Zachary Scott
Zachary Scott

Reputation: 21198

Entity Framework 4: How to code projection to a class type?

If I have a class like the following:

public class Customer {
    public int    id    {get;set;}
    public string name  {get;set;}
    public string line1 {get;set;}
    public string line2 {get;set;}
    public string line3 {get;set;}
    public string line4 {get;set;}
}

And I only want to select the ID and Name values, leaving the rest null.

var myCustomerList = DC.Customer.Select( 
                     p => new Customer { id = p.id, name = p.name });

I get the following error:

The entity or complex type 'MyModel.Customer' cannot
be constructed in a LINQ to Entities query.
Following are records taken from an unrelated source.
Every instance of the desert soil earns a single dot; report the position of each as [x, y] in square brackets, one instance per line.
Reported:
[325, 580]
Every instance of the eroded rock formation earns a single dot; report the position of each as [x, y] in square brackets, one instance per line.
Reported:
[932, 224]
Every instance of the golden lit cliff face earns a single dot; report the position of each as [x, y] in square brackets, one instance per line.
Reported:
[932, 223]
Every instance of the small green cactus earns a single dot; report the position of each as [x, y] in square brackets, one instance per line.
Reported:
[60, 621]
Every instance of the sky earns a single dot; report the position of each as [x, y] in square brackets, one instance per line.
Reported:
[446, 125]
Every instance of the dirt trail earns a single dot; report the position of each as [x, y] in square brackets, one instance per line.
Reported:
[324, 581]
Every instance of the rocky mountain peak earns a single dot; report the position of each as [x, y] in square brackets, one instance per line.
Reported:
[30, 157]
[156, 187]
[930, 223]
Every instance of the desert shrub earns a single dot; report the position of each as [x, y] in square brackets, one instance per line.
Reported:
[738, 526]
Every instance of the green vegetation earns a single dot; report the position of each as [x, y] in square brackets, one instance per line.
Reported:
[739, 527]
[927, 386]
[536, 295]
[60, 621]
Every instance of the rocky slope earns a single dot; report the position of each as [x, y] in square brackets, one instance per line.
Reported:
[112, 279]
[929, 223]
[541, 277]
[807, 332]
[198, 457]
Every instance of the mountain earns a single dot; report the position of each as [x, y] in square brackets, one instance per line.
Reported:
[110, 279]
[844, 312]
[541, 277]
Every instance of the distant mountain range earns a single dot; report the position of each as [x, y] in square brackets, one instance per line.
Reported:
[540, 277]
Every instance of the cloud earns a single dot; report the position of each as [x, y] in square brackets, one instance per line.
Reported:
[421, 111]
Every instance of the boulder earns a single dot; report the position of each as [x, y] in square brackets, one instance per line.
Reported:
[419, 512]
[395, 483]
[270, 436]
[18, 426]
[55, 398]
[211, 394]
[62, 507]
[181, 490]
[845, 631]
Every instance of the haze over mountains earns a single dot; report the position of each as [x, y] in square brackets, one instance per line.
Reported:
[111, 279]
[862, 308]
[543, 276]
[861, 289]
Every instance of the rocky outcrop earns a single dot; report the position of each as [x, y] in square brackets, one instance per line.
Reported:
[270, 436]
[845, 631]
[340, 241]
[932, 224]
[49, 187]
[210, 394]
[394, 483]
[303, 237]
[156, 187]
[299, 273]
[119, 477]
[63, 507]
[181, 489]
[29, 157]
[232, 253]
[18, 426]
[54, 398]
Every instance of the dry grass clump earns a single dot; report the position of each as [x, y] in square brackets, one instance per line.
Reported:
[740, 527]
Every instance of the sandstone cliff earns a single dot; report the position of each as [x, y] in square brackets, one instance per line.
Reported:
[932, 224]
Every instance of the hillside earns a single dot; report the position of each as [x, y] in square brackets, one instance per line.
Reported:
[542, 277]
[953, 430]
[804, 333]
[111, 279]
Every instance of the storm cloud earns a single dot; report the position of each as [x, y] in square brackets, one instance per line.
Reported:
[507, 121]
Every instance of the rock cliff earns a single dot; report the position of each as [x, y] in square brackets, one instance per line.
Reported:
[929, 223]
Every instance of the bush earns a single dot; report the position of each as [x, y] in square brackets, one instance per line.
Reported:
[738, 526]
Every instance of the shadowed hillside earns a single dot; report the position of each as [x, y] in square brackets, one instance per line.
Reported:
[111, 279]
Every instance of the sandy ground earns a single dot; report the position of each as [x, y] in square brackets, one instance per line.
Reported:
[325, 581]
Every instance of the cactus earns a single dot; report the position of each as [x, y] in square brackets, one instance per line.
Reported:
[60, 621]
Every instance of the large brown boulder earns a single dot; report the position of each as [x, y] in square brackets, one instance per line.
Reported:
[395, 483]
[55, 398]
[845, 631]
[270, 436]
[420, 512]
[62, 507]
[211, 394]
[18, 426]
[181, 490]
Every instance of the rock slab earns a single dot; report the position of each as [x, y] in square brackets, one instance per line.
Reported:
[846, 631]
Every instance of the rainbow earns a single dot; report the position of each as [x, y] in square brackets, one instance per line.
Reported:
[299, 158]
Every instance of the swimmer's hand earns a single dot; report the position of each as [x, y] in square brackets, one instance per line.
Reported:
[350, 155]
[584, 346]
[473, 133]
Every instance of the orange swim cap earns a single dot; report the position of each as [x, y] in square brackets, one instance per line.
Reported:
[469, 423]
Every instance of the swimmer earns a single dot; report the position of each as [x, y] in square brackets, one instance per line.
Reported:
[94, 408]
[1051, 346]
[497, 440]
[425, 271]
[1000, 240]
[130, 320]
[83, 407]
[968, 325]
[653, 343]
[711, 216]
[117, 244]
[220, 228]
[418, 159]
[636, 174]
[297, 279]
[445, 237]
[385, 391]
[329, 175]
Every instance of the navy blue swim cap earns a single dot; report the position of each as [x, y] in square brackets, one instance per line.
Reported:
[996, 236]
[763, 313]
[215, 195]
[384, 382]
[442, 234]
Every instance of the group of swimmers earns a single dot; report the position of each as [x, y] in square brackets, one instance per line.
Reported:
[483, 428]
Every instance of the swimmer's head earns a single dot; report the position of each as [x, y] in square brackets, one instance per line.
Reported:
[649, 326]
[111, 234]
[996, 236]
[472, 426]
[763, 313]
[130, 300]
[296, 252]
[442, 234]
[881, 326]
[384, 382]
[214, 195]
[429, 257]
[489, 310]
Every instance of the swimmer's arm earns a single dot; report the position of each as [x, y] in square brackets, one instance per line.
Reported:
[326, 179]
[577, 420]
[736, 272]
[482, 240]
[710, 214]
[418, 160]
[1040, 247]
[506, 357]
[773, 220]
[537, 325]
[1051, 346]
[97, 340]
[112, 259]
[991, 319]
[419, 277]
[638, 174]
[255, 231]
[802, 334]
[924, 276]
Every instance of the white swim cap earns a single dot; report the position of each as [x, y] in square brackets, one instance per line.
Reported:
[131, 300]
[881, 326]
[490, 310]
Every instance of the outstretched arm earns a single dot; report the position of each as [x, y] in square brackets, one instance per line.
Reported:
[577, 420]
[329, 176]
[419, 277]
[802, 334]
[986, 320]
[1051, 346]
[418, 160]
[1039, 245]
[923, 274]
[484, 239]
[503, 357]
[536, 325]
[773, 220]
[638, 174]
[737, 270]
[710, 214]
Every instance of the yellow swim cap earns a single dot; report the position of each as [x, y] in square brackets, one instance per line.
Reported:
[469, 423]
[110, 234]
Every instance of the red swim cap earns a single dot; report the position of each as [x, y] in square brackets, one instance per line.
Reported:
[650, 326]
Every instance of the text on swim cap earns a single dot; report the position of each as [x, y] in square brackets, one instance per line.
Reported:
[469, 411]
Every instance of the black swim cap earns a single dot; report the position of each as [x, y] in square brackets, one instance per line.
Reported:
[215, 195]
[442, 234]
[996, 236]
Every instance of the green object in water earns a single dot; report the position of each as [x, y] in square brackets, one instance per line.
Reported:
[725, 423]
How else would you do it? Am I required to specify all the Class's fields?

Upvotes: 4

Views: 2342

Answers (2)

Steve
Steve

Reputation: 2093

Another option is to create a CustomerInfo type:

public class CustomerInfo
{
  public int Id { get; set;}
  public string Name { get; set; }
}

You can't map two types directly to the same table in EF but you can easily create a view for your info type and then map to that:

CREATE VIEW vwCustomerInfo AS SELECT Id, Name FROM Customer

You then map your CustomerInfo type to your view:

public class CustomerInfoMap : EntityConfiguration<CustomerInfo>
{
  public CustomerInfoMap()
  {
    .ToTable("vwCustomerInfo");
  }
}

A side-effect of this is that EF will only retrieve the columns in the view when querying your database. When retrieving a CustomerInfo by id you'll get SQL like this:

SELECT Id, Name FROM vwCustomers WHERE id = 1

In addition, as long as your view is updatable you can update your CustomerInfo type from EF and the underlying table will be updated.

Upvotes: 0

Leniel Maccaferri
Leniel Maccaferri

Reputation: 102448

Try this:

var myCustomerList = from c in DC.Customer 
                     select new { id = p.id, name = p.name };

The above will create an Anonymous Type.

Practical Application:

"var myCustomerList" <-- Anonymous Type.

An anonymous type with two properties "id" and "name". Also, "var" lets you create an Implicitly typed local variable. This means:

a) You didn't have to declare/write a class structure to hold a type with only those two properties;

b) You don't have to maintain that either - you can change the structure of the above query, and "it just works".